- Theatrical release poster
- Directed by: Kroll Azry
- Written by: Kroll Azry Nazri Vovinski
- Produced by: Kalyana Devan Kathiravan R
- Starring: Aaron Aziz Rosyam Nor Afdlin Shauki Fadhli Masoot Abi Madyan
- Cinematography: Vikee Thiagarajan
- Edited by: Aral R Thangam Anand Raghavan
- Music by: Sam CS Litia Ramachandran
- Production companies: Number Twenty One Media Dream Warrior Pictures
- Distributed by: Astro Shaw
- Release date: November 6, 2025 (Malaysia);
- Country: Malaysia
- Language: Malay
- Budget: RM 7 million

= Banduan (film) =

Banduan is a 2025 Malaysian action thriller film directed by Kroll Azry, serving as an official remake of the 2019 Indian Tamil-language film Kaithi.
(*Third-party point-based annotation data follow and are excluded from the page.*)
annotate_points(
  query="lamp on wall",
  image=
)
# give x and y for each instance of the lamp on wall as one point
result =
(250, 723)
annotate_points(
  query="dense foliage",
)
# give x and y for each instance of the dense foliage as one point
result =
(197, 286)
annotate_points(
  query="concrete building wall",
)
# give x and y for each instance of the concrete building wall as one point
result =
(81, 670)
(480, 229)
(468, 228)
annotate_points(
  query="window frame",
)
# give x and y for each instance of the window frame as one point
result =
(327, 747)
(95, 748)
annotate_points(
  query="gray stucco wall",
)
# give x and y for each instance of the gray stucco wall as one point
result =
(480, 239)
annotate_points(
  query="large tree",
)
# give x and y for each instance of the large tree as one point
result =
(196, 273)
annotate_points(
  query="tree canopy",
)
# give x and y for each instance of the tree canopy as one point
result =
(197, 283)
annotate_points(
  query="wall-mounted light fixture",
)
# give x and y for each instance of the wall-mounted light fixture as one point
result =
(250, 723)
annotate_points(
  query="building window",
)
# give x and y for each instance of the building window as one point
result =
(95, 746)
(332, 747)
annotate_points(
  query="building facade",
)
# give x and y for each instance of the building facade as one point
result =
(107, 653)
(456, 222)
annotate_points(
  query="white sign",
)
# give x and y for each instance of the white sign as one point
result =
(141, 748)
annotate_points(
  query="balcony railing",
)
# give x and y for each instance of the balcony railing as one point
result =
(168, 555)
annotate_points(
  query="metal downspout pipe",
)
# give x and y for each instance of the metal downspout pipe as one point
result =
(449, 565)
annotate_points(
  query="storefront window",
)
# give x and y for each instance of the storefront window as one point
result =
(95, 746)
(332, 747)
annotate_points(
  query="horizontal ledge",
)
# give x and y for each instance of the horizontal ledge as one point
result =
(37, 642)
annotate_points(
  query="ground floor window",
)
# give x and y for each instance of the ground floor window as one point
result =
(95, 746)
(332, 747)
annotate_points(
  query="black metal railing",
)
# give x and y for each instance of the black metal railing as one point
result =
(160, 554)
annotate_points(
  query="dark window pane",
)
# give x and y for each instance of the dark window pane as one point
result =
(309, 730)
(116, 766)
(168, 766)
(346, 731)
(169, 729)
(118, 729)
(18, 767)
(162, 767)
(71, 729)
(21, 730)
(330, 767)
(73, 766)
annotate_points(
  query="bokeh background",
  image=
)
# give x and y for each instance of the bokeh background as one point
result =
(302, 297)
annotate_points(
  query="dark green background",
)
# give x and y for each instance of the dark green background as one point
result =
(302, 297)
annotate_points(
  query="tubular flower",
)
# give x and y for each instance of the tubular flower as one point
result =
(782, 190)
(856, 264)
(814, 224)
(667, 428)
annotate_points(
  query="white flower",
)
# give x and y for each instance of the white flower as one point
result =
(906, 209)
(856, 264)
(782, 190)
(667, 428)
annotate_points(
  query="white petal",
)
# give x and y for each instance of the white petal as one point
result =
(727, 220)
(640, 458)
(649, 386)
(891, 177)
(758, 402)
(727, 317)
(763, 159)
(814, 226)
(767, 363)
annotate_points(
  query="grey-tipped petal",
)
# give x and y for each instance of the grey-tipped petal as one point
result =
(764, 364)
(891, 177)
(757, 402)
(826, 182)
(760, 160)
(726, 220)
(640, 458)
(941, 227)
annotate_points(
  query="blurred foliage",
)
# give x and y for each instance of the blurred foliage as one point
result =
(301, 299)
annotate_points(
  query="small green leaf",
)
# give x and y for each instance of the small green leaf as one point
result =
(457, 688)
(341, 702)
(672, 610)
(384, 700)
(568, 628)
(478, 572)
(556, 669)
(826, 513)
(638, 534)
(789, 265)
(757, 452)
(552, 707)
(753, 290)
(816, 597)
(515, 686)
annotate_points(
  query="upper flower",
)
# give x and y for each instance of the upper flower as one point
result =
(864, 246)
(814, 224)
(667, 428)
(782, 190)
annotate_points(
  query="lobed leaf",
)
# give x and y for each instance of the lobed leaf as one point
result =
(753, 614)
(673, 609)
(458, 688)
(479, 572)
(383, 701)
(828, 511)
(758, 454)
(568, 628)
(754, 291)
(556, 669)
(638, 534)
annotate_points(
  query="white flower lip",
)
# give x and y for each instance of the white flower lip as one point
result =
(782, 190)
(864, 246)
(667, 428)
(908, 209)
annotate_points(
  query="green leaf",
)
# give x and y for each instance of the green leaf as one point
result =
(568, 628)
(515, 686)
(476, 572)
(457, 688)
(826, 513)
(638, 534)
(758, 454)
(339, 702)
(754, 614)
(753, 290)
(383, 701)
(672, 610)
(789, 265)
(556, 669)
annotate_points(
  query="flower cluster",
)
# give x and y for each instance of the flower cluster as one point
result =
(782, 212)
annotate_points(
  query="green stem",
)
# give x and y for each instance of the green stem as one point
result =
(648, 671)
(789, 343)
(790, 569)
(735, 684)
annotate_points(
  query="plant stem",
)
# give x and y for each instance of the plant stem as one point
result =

The film stars Aaron Aziz in the lead role, alongside Rosyam Nor and Afdlin Shauki. It was released on November 6, 2025.

== Plot ==

Dali, an ex-convict longing to meet his daughter for the first time. But when a drug raid shatters his chance at redemption, he is thrown into a deadly night of chaos, forcing him to fight for survival—and a second chance at fatherhood.

== Production ==
Banduan is a co-production between Malaysia's Number Twenty One Media Sdn Bhd and Dream Warrior Pictures Sdn Bhd, a Malaysian subsidiary of India's Dream Warrior Pictures. It marks the first official Indian Tamil film industry remake in Malaysia.

According to the producers, the film retains the essence and core themes of the original Kaithi—such as redemption, fatherhood, and survival.

== Release and reception ==
The film is distributed by Astro Shaw and premiered in Malaysian cinemas on November 6, 2025.